Altın kaçakçılığında üç milletvekili
Sevgili okurlarım, memleketin bunların elinde ne hallere düştüğünü ya da düşürüldüğünü hep birlikte izliyoruz.
Yargı ellerinde.
Yargıya istedikleri gibi yön veriyorlar, istedikleri kararları aldırıyorlar.
Ama yolsuzluk yapanlar, devleti ve milleti soyanlar hariç!

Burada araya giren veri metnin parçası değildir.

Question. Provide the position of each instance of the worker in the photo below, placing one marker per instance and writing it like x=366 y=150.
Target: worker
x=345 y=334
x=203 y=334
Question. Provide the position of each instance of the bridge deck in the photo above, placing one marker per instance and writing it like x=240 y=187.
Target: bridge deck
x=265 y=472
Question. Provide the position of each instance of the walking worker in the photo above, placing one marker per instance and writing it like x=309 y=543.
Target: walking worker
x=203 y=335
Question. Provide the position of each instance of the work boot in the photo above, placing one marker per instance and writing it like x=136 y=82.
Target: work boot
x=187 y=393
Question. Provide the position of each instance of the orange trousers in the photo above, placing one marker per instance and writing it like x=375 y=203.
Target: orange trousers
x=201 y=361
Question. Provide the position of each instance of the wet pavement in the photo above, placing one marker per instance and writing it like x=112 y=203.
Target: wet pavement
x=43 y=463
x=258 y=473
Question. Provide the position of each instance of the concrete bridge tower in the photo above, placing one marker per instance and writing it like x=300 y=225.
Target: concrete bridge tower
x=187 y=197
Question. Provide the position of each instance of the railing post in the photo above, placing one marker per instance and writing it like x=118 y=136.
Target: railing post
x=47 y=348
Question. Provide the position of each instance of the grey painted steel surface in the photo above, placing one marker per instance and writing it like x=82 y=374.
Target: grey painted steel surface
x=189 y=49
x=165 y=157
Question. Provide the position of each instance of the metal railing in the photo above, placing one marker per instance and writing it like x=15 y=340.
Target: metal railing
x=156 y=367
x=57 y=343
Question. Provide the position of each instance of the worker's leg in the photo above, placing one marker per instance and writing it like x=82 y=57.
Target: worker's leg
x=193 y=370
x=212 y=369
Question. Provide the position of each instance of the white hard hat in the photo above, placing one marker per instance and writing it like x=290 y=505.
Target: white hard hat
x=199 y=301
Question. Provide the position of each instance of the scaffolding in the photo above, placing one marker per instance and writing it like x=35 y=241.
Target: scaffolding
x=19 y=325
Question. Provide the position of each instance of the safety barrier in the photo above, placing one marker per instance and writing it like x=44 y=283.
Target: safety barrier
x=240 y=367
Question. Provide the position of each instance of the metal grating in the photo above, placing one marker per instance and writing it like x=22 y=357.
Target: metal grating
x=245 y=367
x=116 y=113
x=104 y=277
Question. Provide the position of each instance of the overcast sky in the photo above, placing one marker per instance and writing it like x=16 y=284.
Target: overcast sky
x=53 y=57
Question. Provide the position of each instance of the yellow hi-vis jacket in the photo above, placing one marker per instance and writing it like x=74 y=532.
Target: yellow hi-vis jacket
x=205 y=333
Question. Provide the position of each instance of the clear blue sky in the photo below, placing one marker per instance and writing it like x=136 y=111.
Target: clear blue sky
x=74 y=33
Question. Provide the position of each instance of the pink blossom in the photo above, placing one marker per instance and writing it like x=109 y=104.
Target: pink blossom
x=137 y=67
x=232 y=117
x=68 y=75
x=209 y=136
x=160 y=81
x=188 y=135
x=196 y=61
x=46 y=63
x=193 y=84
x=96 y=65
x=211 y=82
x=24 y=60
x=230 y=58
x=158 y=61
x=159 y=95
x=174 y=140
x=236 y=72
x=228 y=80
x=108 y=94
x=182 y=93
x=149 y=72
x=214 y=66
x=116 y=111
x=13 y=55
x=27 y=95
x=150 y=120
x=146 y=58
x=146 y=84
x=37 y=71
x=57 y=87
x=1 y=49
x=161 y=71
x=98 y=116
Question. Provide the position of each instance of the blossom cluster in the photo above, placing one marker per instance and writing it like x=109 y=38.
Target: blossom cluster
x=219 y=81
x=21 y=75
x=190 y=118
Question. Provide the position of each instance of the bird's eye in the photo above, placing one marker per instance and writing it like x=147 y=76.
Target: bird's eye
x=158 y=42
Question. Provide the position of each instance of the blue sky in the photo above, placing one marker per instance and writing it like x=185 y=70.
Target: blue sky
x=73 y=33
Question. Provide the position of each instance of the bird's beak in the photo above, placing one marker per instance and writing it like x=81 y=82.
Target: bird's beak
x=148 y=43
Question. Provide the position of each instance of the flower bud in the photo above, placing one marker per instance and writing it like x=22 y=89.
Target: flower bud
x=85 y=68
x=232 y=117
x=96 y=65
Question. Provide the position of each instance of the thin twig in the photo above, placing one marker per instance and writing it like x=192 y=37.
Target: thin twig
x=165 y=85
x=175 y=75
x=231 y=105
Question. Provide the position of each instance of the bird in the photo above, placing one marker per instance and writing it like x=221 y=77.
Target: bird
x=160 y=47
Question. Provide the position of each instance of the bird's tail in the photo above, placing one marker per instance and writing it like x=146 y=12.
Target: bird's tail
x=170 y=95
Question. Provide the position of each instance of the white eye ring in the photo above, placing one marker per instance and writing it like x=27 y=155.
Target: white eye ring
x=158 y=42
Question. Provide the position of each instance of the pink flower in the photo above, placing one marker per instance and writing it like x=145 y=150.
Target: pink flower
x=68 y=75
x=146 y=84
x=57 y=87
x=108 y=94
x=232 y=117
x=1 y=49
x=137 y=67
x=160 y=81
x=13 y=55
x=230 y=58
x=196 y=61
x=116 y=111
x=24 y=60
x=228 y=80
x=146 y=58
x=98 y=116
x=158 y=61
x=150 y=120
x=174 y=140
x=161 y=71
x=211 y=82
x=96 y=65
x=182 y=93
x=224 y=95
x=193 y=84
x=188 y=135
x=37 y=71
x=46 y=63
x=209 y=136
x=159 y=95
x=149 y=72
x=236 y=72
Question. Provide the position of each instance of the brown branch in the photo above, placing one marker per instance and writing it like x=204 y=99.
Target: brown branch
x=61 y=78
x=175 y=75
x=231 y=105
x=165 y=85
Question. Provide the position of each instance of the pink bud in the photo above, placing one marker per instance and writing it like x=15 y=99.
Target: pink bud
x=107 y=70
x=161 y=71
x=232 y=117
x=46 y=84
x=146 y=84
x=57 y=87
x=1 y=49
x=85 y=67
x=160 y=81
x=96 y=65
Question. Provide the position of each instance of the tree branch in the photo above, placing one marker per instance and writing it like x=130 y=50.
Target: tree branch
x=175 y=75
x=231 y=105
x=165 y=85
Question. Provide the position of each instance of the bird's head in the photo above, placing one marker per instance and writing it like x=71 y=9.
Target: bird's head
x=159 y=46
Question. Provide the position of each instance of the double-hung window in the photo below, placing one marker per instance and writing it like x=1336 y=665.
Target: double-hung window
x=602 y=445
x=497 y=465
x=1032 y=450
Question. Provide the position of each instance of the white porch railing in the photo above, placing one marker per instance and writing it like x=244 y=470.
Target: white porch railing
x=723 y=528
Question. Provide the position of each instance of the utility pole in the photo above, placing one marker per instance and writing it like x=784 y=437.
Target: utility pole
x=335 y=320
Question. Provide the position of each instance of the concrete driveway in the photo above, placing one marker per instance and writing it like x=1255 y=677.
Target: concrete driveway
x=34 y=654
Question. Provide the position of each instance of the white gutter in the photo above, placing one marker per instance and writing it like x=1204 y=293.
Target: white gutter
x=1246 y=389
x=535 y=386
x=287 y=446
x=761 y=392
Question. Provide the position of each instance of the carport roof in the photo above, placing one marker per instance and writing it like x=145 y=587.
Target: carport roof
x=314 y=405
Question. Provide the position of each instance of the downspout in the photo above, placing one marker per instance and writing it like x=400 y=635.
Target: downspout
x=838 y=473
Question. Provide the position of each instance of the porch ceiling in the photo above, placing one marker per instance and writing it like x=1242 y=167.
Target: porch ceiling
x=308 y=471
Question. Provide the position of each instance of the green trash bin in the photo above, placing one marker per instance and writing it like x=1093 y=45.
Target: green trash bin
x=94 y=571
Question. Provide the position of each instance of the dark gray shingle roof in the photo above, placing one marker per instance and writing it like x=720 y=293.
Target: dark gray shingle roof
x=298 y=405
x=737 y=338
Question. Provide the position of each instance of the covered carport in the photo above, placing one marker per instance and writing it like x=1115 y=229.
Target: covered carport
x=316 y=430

Yüz kızartıcı olaylara tanık oluyoruz.
Kendileri sütre gerisine çekilmiş, kendileriyle ilgili olarak istedikleri her kararı anında aldırma başarısını gösteriyorlar!
Sonra gelsin keskin açıklamalar ve inandırıcı olmaktan uzak sözler...

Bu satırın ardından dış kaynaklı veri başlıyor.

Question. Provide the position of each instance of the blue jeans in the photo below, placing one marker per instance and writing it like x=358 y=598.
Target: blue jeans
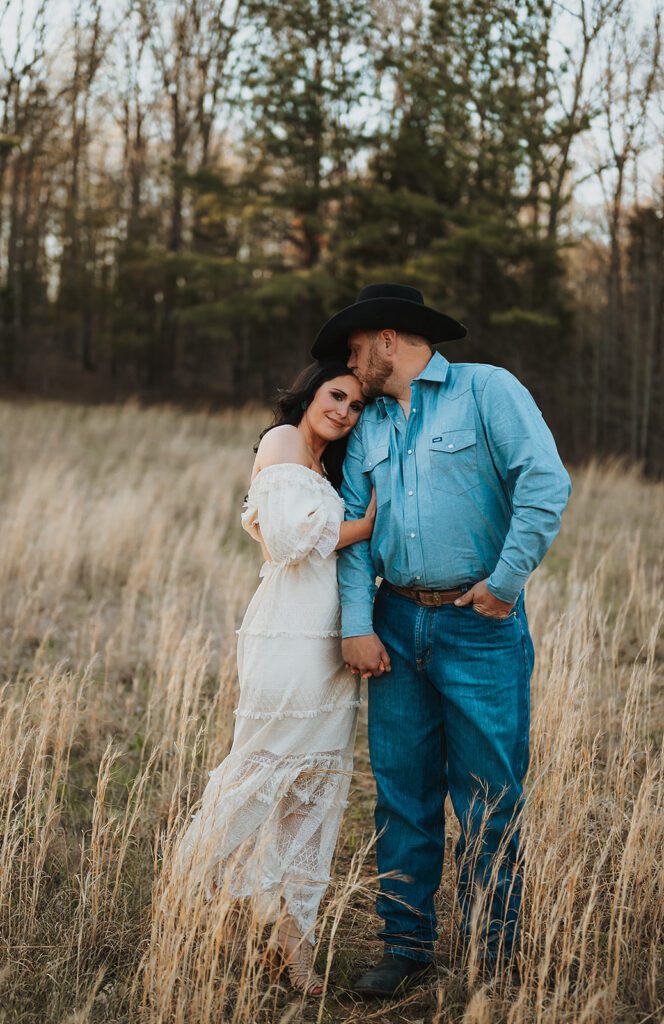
x=453 y=716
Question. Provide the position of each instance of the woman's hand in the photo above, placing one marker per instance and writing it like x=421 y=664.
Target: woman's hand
x=369 y=517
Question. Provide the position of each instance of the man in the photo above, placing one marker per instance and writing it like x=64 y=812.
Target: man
x=469 y=492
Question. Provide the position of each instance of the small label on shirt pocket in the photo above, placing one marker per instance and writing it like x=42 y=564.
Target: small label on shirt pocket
x=453 y=457
x=377 y=465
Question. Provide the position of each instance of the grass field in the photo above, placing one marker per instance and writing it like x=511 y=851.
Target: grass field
x=123 y=576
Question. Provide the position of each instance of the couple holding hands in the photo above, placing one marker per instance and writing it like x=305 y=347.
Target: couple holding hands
x=384 y=460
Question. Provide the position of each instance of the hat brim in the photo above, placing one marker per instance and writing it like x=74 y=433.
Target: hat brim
x=400 y=314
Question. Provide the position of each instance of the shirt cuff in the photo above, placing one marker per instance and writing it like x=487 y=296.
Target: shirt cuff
x=505 y=584
x=357 y=620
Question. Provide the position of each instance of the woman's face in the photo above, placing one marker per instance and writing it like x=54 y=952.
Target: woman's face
x=336 y=408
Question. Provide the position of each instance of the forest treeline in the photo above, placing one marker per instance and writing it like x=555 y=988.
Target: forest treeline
x=190 y=188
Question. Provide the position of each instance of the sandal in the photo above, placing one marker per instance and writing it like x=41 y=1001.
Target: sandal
x=295 y=955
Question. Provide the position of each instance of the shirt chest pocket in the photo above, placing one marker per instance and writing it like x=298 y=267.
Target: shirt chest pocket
x=376 y=466
x=453 y=458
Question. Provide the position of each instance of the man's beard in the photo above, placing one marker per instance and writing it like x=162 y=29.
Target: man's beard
x=378 y=371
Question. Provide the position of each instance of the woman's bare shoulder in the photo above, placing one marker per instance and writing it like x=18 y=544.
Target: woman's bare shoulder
x=283 y=443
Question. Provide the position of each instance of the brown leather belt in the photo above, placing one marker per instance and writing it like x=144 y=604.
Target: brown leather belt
x=428 y=598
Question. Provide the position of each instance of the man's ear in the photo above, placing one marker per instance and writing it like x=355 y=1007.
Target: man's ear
x=388 y=338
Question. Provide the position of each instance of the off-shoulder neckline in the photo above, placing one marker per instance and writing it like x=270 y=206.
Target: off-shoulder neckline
x=298 y=465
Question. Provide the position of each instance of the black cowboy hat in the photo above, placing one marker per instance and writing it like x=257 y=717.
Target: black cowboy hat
x=380 y=306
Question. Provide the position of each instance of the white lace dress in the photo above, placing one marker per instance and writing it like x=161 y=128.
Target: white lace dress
x=271 y=812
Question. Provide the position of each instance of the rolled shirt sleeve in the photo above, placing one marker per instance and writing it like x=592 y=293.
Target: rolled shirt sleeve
x=356 y=570
x=527 y=461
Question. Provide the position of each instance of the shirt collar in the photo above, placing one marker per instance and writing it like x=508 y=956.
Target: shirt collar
x=436 y=371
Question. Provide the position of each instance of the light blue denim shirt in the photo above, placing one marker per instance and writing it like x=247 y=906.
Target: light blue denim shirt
x=469 y=486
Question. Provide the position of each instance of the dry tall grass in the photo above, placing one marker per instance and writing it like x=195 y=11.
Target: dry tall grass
x=123 y=574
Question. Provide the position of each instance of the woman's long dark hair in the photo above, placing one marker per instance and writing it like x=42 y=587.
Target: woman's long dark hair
x=291 y=402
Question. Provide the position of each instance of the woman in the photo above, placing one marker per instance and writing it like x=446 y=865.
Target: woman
x=271 y=811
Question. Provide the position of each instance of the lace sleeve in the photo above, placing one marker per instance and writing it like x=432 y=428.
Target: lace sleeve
x=295 y=514
x=329 y=538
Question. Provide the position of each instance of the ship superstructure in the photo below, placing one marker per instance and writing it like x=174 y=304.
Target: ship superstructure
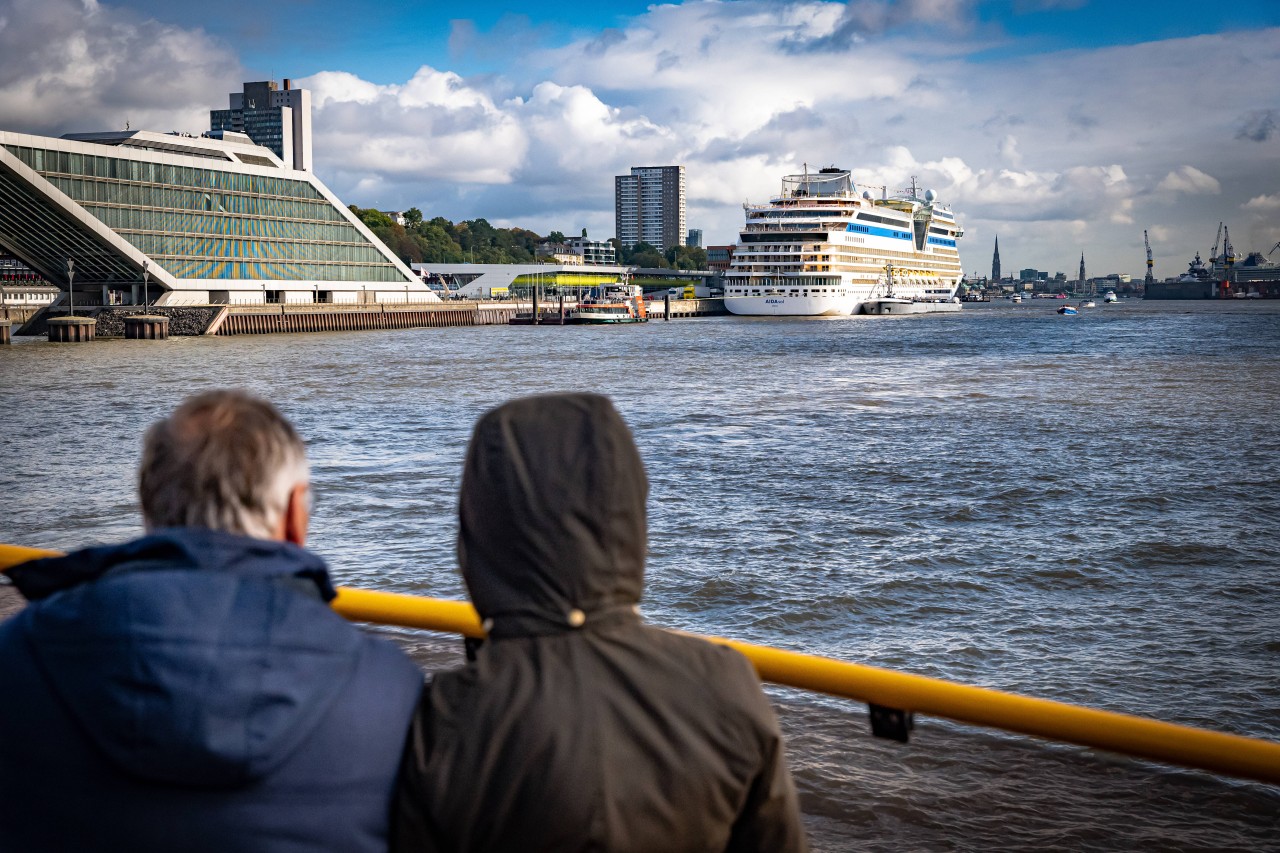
x=823 y=249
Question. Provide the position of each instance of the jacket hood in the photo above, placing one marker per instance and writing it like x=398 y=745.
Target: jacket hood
x=552 y=514
x=190 y=657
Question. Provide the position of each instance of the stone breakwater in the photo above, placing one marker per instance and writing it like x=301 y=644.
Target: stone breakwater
x=184 y=320
x=188 y=320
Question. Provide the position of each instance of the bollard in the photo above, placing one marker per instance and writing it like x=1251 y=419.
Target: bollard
x=71 y=329
x=146 y=327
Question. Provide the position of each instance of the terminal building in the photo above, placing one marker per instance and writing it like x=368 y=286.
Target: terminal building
x=196 y=219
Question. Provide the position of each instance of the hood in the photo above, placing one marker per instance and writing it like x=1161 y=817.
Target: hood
x=190 y=657
x=552 y=514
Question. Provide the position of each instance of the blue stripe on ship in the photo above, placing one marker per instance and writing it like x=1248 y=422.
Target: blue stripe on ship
x=878 y=232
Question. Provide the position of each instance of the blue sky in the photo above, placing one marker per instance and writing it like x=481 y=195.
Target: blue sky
x=1064 y=126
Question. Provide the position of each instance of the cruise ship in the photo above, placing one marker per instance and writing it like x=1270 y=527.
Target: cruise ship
x=823 y=249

"Yargımız bağımsızdır, tarafsızdır! Yargının verdiği kararlara hepimiz saygı göstermek zorundayız..."
Bu durum özellikle siyasetçiler, gazeteciler hakkında verilen kararlarda karşımıza çıkıyor...
Yoksa örneğin aile mahkemelerinin ya da asliye hukuk mahkemelerinin verdiği kararlar o gündemde söz konusu değil.
Türk Milletinin büyük çoğunluğu yargıya olan güvenini yitirdi.
Davalı ya da davacı olan herkes duruşma tarihi belli olduktan sonra birbirinden medet umuyor, soruyor:
"Bizim hakim nasıl biri"
Sorunun anlamı belli!
Geçtiğimiz kasım ayında Türkiye'de çok ilginç bir olay yaşanmıştı...
Üç MHP'li milletvekili İstanbul havalimanında altın kaçakçılığı yaptıkları gerekçesiyle partilerinden ihraç edilmişti.
Üç milletvekili şunlardı:
-Isparta milletvekili Hasan Basri Sönmez.
-Bolu milletvekili İsmail Akgül.
-Kilis milletvekili Mustafa Demir.
Bunların büyük bir altın kaçakçılığı olayına karıştığını bire bir açıklayan kişi ise MHP Genel Başkan Yardmcısı Feti Yıldız idi.
İhraç talimatını Devlet Bahçeli vermiş ve parti bu kararı derhal uygulamıştı.
Demek ki ellerinde üç milletvekilini suçlamaya yeterli bilgi ve belgeler vardı.
O günlerde yer yerinden oynadı, siyaset dünyası
sarsıldı...
Zira böyle bir olay Türkiye'de ilk kez gerçekleşiyordu...
Çok yönlü bir olay...
AKP iktidarının stepnesi, yedek lastiği olan bir parti ve onun bir değil, iki değil, üç milletvekilinin karıştığı bir olay.
Dubai'den Türkiye'ye çantalarla, bavullarla kaçak olarak sokulan onlarca kilo pırıl pırıl altın!
Herkes birbirine aynı şeyi söylüyordu...
"Helal olsun bu işin üzerine giden Devlet Bahçeli'ye... Bu üç milletvekilini partisinden kovdurmakla büyük iş yaptı!.."
Şimdi sıra yargıya gelmişti!..
Savcılar da işin gereğini derhal yapacak ve soruşturma başlatacaktı!
Bu amaçla üç milletvekili hakkında fezleke hazırlanıp Meclis'e sunulacak ve bu üç şahsın dokunulmazlığı çok büyük olasılıkla kaldırılacaktı.